People are often discussing living sustainably, being environmentally friendly and reducing their carbon footprint.

The more inventive and environmentally conscious amongst us have already began establishing eco-homes that include hobbit-like houses that are built into the ground and builds that generate more energy than they use. However, even the most environmentally aware of us cannot live completely eco-friendly.

The good news is that you do not have to move your family or construct your own house from organic materials in order to make your home into a more environmentally friendly space. There are small steps you can take and habits you can break within your home that will help you live greener, without the major sacrifices. Combating an environmental crisis appears big, but making small changes within your own home is a good place to start.

The easiest switch to make when it comes to making your home eco-friendlier is to swap your usual cleaning products to natural products that keep both your home and the environment clean. The chemicals found in the majority of household cleaning products are harmful to the environment, but they can easily be replaced. For tougher cleaning tasks, there are many companies that now create eco-friendly and ethical products that won’t damage the environment but still get the job done in your home.

For more day-to-day cleaning, you can use everyday kitchen products such as citric acid and bicarbonate of soda that won’t contaminate water supplies.
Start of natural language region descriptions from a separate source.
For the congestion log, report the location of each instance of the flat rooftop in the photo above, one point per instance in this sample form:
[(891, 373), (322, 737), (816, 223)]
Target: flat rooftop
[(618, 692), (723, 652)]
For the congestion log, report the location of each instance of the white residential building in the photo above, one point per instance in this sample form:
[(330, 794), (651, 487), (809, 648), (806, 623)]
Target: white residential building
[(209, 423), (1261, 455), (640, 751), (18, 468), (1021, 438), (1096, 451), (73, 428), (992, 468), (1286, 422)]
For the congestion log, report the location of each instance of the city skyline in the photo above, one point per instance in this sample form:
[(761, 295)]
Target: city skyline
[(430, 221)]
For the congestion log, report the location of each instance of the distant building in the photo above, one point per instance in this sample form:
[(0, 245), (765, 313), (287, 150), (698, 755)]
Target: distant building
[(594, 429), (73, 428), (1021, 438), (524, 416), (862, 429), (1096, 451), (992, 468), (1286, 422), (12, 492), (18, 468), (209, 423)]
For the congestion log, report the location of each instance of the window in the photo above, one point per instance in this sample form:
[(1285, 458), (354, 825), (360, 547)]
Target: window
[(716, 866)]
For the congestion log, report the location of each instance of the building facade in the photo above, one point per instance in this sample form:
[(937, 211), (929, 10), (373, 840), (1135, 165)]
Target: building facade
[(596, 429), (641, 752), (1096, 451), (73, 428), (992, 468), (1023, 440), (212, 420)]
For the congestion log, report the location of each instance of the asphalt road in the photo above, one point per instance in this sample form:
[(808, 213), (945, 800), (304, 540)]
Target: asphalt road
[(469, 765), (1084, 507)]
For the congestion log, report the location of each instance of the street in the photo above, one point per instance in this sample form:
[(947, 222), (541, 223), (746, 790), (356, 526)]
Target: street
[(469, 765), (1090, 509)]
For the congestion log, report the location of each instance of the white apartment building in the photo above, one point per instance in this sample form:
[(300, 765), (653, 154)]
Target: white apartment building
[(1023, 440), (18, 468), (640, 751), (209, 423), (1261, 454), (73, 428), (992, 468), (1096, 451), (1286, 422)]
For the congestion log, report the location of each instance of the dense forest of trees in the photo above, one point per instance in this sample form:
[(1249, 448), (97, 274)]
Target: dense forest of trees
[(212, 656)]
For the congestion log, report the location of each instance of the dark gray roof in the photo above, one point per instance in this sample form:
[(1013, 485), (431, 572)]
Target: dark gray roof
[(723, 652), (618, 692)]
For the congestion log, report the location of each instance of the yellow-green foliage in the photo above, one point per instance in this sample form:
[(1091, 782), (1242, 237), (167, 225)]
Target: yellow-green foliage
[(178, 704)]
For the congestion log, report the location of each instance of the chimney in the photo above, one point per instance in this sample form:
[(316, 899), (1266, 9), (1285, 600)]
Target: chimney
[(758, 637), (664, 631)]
Personal cleaning can also have a detriment on the environment. Things such as non-biodegradable plastic microbeads that are in many common personal care products end up infiltrating and inevitably damaging our water systems when they are flushed down the shower or sink.

You can also begin to shop more environmentally friendly, from buying recycled toilet tissue to taking your own containers to fill up fruit, veg and even meat products. Stores such as Morrisons now offer customers to option to bring their own containers to their meat and fish counters, in order to save on plastic packaging.
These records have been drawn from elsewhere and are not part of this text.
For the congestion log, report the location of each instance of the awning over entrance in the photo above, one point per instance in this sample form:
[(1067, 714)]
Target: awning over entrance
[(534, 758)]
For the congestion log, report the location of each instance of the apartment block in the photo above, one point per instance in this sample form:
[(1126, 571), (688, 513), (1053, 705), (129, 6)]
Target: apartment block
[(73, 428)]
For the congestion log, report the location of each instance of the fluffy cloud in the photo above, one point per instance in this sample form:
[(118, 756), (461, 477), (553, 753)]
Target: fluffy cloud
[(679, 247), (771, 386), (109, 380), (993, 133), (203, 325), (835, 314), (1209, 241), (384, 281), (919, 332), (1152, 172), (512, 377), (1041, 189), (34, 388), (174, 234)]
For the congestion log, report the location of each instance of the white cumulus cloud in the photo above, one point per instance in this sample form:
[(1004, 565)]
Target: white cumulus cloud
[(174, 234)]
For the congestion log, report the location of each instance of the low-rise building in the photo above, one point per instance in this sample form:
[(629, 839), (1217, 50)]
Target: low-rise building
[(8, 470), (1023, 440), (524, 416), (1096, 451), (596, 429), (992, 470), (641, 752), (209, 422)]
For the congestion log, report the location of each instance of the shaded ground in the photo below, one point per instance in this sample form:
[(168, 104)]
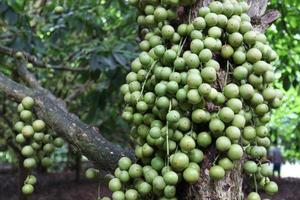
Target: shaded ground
[(63, 187), (52, 187)]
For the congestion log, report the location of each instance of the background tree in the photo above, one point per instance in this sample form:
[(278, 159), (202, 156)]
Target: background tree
[(89, 44)]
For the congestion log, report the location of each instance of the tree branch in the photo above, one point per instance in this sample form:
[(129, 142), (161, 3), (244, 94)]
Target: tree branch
[(92, 144), (39, 63)]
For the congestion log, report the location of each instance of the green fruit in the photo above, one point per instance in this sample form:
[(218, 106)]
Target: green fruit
[(118, 195), (199, 23), (160, 14), (27, 103), (27, 131), (262, 131), (191, 175), (20, 108), (18, 126), (147, 151), (194, 80), (131, 194), (26, 115), (200, 116), (29, 163), (20, 138), (49, 148), (31, 179), (209, 74), (173, 116), (46, 162), (204, 139), (233, 133), (27, 151), (205, 55), (114, 185), (38, 125), (235, 39), (124, 176), (179, 161), (170, 178), (271, 188), (216, 125), (226, 163), (233, 25), (194, 97), (235, 152), (91, 173), (203, 11), (239, 121), (170, 191), (231, 90), (192, 61), (216, 172), (187, 143), (19, 55), (226, 114), (211, 19), (216, 7), (196, 46), (27, 189), (227, 51), (235, 104), (253, 196), (253, 55), (223, 143), (249, 133), (246, 91), (167, 31), (266, 170), (144, 188), (250, 37), (196, 155), (58, 142), (157, 163), (159, 183), (239, 57), (250, 167)]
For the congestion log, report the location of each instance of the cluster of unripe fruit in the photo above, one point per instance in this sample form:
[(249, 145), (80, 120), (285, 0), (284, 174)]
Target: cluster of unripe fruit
[(36, 145), (196, 85)]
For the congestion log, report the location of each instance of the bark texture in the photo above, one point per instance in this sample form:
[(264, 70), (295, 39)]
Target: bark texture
[(229, 188), (86, 138)]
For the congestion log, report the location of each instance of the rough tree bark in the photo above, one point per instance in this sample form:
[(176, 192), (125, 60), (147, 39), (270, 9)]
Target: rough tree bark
[(229, 188), (106, 154), (52, 110)]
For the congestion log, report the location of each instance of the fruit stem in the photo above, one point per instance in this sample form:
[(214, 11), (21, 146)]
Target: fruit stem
[(146, 78), (226, 75), (216, 159), (167, 137), (255, 183)]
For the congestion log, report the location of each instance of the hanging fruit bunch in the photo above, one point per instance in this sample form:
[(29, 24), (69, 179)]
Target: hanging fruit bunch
[(206, 83), (36, 144)]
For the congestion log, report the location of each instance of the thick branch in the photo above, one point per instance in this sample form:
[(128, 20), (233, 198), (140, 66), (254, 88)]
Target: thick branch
[(92, 144), (39, 63)]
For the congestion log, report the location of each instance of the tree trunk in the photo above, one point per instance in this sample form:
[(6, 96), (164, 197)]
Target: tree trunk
[(230, 187), (22, 175)]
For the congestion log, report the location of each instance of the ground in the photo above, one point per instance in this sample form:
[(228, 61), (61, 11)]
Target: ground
[(63, 187)]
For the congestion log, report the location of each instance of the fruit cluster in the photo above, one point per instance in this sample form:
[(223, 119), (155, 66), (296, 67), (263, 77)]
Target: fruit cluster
[(196, 85), (36, 145)]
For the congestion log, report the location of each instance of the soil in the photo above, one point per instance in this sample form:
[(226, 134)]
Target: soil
[(62, 186)]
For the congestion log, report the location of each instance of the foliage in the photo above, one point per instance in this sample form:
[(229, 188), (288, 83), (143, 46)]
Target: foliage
[(284, 37), (97, 37)]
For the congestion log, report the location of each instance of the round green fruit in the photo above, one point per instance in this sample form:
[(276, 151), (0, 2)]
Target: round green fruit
[(216, 172)]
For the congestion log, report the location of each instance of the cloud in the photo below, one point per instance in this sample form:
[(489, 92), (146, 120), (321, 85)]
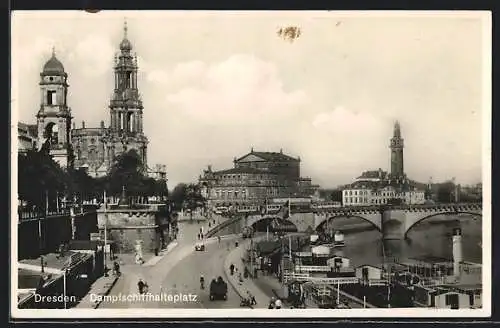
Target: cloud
[(341, 121), (237, 90), (95, 53)]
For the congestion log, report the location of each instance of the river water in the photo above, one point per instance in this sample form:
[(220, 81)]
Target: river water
[(431, 238)]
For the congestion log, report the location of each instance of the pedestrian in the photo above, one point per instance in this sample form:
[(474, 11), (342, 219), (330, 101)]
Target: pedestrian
[(277, 304), (231, 269), (251, 298), (271, 303), (140, 286)]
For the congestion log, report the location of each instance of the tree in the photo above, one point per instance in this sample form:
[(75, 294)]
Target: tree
[(336, 195), (187, 196), (128, 172), (40, 176), (178, 195), (445, 192)]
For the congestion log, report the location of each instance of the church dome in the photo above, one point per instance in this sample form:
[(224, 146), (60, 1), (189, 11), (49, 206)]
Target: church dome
[(53, 66), (125, 45)]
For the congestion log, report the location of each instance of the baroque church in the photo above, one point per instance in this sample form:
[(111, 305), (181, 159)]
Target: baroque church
[(91, 149)]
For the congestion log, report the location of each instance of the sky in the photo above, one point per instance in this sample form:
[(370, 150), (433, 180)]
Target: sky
[(216, 84)]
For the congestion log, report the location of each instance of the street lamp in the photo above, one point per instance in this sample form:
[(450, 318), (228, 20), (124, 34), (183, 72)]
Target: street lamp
[(105, 236)]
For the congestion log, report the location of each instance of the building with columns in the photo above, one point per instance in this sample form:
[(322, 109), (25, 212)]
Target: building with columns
[(93, 148), (379, 187), (255, 177)]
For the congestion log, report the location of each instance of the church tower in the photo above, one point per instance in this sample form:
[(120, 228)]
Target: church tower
[(397, 145), (54, 115), (126, 109)]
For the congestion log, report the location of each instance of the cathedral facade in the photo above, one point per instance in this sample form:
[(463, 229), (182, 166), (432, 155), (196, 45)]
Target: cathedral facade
[(93, 149)]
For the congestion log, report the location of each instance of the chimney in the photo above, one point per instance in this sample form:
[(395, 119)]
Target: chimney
[(457, 251)]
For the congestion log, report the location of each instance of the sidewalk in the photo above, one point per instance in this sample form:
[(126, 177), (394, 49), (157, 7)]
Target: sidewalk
[(164, 252), (153, 276), (241, 287), (101, 287)]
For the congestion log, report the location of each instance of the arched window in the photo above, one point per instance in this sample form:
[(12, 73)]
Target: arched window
[(51, 132)]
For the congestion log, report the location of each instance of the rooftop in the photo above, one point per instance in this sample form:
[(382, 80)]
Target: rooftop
[(375, 174), (242, 170), (51, 260), (270, 156)]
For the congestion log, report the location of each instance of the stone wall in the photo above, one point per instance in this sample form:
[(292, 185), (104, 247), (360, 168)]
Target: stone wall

Recycling shops are also popping up all over the country, including Monmouthshire’s own ‘The Shop’, which opened in early October. As well as buying recycled items, you can also donate your own unwanted products rather than discarding them to landfill.

As well as creating a greener shopping experience, all profits that are made from sales will go towards supporting climate change initiatives such as tree planting and community garden projects. Buying from recycled and zero-waste stores is an easy and convenient way to do your bit for the environment, without having to make any dramatic lifestyle changes.

Day to day habits in our home can also be affecting our footprint far more than we may realise. Things such as opening the oven door less when we’re cooking, taking shorter showers every day and not discarding fresh produce when it reaches a best before date seem like small and insignificant factors, but they can help make your home eco-friendlier. Food waste, in particular, is a massive problem in the UK, and in 2015 alone, food that was thrown away was valued at a staggering £15 billion. Around 70% of this food waste is edible.

Major supermarket Tesco has recently taken initiative to discard best before dates on their fresh produce in a bid to combat the food waste crisis. 116 fruits and vegetables will no longer have a best before date, and staff can use their own judgement to decide when food should begin to be marked down due to quality. Creating a zero-food waste house would be incredibly difficult, if not impossible. However, food waste can go to use. For the times when your fresh produce is too far gone, compost the waste rather than throwing it into your bin bag. Composting your food waste will prevent the release of greenhouse gases, as well as creating a rich soil for your garden – there is really no reason to not start practicing this within your home.

Growing your own fruit and veg, having meatless meals once or twice a week, and eating at home more are all ways in which you can use food to lower your carbon footprint in the home.